Illustration : Flock
Ce n’est pas demain la veille que n’importe qui pourra générer le prochain GTA simplement en le demandant à une IA. Et peut-être même jamais, d’après deux pontes de l’industrie vidéo-ludique.
Que les joueurs l’apprécient ou pas, l’IA générative fait partie du quotidien de nombreux studios de développement de jeux vidéo. L’enquête annuelle réalisée à l’occasion de la Game Developers Conference (GDC) indique que 36 % des professionnels de l’industrie utilisent des outils d’IA. Le sondage, qui interroge 2 300 professionnels, précise que 58 % d’entre eux se servent de cette technologie chez les éditeurs, les équipes support, le marketing et les relations presse, et 30 % chez les développeurs.
Un outil de plus pour les développeurs
Pour autant, l’IA générative ne peut pas remplacer les humains qui créent les jeux. Pas encore, affirme Peter Molyneux, légende britannique du jeu vidéo et père du genre « god games » avec Populous, Fable et Black & White. « La qualité de l’IA n’est pas suffisante pour que nous puissions réellement l’utiliser dans les jeux pour le moment », explique-t-il à la BBC.
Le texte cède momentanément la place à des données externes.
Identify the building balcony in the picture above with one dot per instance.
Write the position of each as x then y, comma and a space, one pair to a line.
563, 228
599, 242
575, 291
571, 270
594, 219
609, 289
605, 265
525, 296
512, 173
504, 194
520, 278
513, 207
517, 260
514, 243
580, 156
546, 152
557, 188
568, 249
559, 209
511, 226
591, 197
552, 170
Celui qui, à 66 ans, s’apprête à lancer Masters of Albion, son dernier jeu (et ultime, jure-t-il), prévient qu’il faut être « très, très prudents et nous assurer qu’il existe des garde-fous, afin de ne pas abuser de cette puissance que l’IA nous donne ». Cette technologie va sans aucun doute « provoquer des perturbations»… mais il se veut aussi prudemment optimiste. « Vous savez quoi ? Nous sommes des êtres humains. Nous avons toujours évolué. Nous ne sommes jamais restés immobiles. Les sociétés changent, et nous nous adaptons. »
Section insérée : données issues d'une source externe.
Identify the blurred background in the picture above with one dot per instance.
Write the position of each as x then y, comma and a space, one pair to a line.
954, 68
Le discours est similaire chez Strauss Zelnick, le PDG de Take-Two qui publie GTA, la franchise NBA 2K, BioShock et bien d’autres blockbusters. « Peut-on utiliser des outils d’IA pour créer des storyboards plus rapidement ? Ou pour aider à dégager des éléments d’intrigue ? Ou encore pour explorer des alternatives ? Bien sûr », explique-t-il au micro de Christopher Dring de The Game Business.
Il avance que ces outils sont tout simplement plus efficaces que ceux utilisés auparavant, comme la recherche sur internet. D’ici à penser que l’IA peut concevoir un jeu de A à Z qui fasse un carton, il y a tout un monde.
Le génie n’est pas sorti de la bouteille
Fin janvier, Google lançait un pavé dans la mare en dévoilant son « project Genie », un prototype expérimental qui génère des mondes ouverts interactifs, un peu comme les derniers Zelda en 3D, simplement à partir d’une requête ou d’une photo. La démo est certes impressionnante, mais on est très loin d’un « vrai » jeu.
« L’idée que de nouveaux outils permettraient à une seule personne d’appuyer sur un bouton pour générer un succès et le diffuser auprès de millions de consommateurs à travers le monde est risible », affirme Strauss Zelnick. Il martèle : « Ça n’a jamais existé dans le monde du divertissement ». Le dirigeant en veut pour preuve la musique générée par IA : « Ça ressemble à une chanson, mais je vous mets au défi de l’écouter plus d’une fois. C’est très bien pour l’envoyer comme carte d’anniversaire, mais pas beaucoup plus ».
Il y aura toujours des margoulins pour tenter de refourguer des jeux entièrement générés par IA, code et assets compris, ou pour promettre de créer des jeux révolutionnaires, comme un certain Elon Musk. À l’heure actuelle, l’industrie se dirige plutôt vers l’utilisation d’outils d’aide à la conception, que ce soit pour le prototypage ou tester différents chemins dans une histoire, comme le studio Larian, créateur de Baldur’s Gate 3, l’a indiqué en décembre dernier.
L’enquête de la GDC précisait ainsi que 81 % des répondants utilisent l’IA générative pour de la recherche ou du brainstorming. Loin derrière, la génération d’assets concentre 19 % des usages – et les joueurs sont généralement les premiers à s’en rendre compte et à s’en plaindre. Il y a également eu toute la polémique autour de DLSS 5 qui utilise l’IA générative pour modifier les graphisme des jeux.